All in all, cell fate specification is determined by characteristic gene expression. Selective action of transcription factors that bind gene promoter to either enhance or repress fate determining gene expression results in the production of selective proteins. These confer the structural characteristics and functional traits that define progenitor domains and ultimately individualise the discrete populations of cells within the spinal cord. Emission of Shh from its source leads to the formation of correctly located motor neurons and interneurons. Positional information is inferred from Shh concentration gradient along the dorsoventral axis. Defined threshold values allocate sharp boundaries to the ventral progenitor domains of the developing neural tube. Dorsal progenitor domains are mainly derived from an opposing gradient of TGF-? signal secreted from the floor plate defining the various sensory neurons within the dorsal horn. Morphogenetic fields constitute highly efficient systems to pattern the complex cell arrangements found in the spinal cord and ensure the correct formation of neuronal networks.

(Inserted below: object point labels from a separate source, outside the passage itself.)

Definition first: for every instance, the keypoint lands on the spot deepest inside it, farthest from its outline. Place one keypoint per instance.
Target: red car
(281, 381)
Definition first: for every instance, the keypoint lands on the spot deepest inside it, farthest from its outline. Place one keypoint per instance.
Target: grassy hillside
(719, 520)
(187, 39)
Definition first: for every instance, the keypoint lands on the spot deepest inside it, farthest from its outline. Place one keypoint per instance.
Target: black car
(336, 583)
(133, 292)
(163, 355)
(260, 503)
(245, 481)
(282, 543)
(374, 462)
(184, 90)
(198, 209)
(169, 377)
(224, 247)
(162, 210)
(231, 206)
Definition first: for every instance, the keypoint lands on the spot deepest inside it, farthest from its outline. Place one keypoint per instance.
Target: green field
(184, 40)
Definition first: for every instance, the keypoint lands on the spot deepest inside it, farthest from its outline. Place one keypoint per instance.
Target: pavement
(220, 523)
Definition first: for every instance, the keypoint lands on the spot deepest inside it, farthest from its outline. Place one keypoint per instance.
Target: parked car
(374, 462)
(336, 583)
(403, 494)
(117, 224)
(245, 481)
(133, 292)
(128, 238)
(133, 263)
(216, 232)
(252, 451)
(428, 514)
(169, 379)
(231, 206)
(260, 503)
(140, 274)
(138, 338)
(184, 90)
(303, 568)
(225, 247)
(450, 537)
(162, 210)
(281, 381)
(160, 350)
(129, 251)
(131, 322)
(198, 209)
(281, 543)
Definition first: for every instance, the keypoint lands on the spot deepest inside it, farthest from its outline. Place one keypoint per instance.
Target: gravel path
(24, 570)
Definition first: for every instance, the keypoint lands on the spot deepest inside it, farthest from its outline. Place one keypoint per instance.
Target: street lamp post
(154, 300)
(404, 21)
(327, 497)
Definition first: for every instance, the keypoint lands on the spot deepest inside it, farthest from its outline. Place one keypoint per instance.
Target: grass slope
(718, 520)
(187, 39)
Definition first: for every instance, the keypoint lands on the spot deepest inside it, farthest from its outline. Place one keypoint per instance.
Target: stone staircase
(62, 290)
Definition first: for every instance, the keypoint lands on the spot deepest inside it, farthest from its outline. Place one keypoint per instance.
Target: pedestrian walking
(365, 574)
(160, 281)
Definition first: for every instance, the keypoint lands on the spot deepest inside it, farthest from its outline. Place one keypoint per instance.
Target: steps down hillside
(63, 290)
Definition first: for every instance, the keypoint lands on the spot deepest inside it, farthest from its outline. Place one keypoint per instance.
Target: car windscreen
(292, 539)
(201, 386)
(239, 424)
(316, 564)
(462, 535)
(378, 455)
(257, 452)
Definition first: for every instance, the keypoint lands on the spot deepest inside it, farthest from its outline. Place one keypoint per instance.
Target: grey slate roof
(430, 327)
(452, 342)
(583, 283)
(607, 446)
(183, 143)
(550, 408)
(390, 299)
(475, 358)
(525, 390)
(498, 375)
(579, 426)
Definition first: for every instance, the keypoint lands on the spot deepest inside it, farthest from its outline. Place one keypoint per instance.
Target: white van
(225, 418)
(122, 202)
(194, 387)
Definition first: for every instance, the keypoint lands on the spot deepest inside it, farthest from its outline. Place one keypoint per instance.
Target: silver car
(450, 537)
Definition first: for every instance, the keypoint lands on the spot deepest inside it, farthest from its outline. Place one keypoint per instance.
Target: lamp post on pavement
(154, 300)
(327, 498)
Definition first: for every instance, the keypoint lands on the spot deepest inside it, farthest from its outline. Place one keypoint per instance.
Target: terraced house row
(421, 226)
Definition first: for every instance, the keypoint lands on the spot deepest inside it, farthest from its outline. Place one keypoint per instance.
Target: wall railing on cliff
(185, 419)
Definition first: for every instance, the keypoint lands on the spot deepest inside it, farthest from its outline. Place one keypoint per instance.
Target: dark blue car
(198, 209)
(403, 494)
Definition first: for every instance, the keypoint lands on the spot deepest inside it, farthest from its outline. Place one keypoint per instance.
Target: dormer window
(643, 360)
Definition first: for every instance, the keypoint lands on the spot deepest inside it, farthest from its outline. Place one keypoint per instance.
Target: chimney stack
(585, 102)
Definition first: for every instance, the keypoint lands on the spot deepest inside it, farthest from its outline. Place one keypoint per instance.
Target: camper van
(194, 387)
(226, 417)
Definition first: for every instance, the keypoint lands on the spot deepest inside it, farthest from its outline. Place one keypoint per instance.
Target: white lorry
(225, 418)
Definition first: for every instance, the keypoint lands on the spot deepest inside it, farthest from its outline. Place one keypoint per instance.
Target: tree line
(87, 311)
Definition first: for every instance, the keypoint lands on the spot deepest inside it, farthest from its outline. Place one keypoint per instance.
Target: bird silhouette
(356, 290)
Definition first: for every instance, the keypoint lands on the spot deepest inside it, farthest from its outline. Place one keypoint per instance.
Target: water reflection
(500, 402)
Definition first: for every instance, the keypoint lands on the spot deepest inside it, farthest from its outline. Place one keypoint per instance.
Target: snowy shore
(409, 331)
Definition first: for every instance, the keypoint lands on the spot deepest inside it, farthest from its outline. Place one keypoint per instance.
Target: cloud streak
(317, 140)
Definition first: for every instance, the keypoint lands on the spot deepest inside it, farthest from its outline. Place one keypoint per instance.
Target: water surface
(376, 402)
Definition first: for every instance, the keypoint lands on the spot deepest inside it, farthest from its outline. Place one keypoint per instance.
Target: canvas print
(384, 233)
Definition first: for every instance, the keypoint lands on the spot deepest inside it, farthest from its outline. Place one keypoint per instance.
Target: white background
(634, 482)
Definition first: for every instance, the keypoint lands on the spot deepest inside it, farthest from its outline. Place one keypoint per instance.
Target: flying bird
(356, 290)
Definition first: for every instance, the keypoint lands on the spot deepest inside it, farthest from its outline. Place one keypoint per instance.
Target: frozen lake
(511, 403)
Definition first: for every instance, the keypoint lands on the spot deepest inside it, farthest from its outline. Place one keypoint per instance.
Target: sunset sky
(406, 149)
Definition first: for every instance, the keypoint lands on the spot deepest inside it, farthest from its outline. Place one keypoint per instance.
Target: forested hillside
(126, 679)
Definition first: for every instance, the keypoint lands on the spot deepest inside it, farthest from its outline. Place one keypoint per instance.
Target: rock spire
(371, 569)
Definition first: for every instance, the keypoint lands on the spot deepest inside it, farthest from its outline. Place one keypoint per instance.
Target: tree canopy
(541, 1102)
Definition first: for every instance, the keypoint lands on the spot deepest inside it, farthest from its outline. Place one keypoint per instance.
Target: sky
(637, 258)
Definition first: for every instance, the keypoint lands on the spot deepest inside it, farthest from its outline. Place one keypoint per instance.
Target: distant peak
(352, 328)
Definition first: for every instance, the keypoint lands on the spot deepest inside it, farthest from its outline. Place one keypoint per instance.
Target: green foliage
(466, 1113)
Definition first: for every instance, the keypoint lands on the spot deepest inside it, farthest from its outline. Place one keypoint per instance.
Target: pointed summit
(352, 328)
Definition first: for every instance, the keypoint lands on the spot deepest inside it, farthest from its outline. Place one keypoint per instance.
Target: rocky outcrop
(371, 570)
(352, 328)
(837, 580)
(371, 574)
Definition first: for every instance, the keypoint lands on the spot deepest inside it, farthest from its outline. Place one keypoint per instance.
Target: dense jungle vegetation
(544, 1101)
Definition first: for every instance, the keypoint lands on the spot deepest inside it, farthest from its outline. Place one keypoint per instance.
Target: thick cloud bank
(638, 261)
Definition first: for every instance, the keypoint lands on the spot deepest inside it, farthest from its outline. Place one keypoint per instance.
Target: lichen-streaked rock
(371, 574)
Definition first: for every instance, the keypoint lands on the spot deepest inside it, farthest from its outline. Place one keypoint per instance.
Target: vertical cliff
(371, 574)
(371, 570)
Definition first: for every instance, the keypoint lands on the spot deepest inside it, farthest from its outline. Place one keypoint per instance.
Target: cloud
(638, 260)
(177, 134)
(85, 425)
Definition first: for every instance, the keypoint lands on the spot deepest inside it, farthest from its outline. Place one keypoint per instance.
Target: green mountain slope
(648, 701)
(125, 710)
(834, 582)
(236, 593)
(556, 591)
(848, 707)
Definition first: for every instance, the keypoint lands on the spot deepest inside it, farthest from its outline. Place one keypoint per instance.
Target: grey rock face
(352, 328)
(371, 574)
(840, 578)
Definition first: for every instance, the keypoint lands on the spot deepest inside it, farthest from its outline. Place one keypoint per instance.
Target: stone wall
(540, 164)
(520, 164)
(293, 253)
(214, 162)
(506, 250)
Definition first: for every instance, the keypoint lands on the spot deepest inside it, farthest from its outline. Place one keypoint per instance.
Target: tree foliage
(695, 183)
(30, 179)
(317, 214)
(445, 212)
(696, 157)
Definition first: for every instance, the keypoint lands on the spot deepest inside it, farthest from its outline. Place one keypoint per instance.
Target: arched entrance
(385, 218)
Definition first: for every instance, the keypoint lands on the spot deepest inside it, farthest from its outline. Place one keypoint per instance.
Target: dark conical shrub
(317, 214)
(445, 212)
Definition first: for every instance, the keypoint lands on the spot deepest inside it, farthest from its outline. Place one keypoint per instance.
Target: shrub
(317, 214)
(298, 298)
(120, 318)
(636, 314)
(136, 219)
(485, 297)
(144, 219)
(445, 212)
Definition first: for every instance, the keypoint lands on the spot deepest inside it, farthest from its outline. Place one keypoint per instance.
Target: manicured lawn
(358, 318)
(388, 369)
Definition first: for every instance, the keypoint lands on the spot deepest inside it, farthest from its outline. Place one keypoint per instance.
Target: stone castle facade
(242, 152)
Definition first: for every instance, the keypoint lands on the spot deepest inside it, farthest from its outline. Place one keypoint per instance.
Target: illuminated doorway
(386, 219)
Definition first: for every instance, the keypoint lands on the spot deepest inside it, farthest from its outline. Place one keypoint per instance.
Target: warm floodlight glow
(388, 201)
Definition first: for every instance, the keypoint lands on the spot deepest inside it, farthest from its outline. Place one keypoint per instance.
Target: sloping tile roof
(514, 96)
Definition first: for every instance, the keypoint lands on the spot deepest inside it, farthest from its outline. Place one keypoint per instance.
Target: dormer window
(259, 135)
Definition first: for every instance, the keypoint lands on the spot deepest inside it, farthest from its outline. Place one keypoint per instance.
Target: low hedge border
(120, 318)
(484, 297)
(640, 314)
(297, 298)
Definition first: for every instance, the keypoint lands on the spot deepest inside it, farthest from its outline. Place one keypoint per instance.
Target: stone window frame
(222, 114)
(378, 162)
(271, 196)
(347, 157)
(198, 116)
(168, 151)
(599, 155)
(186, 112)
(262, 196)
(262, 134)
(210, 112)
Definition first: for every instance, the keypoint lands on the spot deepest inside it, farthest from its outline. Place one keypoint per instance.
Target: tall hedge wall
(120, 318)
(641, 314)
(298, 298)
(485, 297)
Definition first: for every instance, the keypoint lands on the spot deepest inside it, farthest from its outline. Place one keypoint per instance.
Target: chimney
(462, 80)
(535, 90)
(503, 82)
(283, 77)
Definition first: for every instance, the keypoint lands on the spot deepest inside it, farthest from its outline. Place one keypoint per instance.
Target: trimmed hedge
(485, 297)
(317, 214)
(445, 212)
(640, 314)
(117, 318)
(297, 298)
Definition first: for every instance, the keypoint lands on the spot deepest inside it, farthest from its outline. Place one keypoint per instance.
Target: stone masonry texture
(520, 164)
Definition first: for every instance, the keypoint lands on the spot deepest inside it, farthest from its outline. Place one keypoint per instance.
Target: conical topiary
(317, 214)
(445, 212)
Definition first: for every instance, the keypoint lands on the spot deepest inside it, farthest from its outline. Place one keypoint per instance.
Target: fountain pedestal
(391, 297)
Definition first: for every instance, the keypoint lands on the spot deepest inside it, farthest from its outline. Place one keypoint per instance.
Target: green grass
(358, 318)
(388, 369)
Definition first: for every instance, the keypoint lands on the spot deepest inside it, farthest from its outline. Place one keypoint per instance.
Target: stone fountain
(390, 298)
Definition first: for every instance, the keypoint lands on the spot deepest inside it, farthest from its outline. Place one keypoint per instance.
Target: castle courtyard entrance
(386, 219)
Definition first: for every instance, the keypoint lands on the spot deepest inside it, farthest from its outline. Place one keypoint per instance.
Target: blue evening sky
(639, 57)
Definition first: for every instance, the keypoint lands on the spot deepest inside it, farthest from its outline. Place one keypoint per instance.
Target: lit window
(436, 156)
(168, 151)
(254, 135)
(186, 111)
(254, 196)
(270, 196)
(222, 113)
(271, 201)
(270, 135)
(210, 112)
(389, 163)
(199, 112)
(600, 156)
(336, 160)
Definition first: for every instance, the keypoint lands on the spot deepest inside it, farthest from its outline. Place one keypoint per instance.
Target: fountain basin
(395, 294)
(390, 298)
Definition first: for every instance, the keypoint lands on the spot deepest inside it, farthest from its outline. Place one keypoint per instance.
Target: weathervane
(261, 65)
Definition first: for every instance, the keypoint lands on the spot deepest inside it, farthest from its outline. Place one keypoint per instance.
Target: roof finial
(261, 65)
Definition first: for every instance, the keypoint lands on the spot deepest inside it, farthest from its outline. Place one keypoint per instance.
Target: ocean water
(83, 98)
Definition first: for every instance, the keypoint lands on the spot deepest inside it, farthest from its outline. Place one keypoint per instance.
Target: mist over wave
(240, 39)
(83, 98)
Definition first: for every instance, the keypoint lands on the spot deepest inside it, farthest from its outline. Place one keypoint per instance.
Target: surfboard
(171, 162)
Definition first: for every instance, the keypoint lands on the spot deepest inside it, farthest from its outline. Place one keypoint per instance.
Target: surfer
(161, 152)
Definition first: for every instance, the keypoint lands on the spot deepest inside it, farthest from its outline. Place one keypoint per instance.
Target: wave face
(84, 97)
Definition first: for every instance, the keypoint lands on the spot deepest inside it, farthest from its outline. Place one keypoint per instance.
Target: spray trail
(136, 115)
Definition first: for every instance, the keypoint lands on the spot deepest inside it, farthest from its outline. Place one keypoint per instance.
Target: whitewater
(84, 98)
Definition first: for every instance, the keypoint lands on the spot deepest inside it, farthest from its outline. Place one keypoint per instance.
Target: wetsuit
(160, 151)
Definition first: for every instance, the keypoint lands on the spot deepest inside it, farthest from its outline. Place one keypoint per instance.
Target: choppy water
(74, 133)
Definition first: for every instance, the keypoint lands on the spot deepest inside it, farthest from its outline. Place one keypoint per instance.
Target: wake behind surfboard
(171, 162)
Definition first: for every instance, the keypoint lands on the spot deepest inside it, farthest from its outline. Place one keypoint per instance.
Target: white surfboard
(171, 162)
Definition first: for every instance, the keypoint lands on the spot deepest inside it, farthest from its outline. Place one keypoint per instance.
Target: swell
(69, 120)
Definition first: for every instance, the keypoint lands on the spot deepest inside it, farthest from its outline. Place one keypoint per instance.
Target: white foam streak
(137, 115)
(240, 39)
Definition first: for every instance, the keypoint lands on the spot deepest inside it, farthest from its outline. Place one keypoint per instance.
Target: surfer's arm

Similar inductive mechanisms are involved in patterning the various anatomical axis of the spinal cord, notably Fgf8 and Wnt signals along the rostrocaudal axis. Eventually, positional information from all axes is integrated to a high degree of specificity. In that way, converging all signals allows fine adjustments to the shape the spinal cord corresponding to its function at particular points, distinctly the enlargement of the ventral horns at limb attachment points.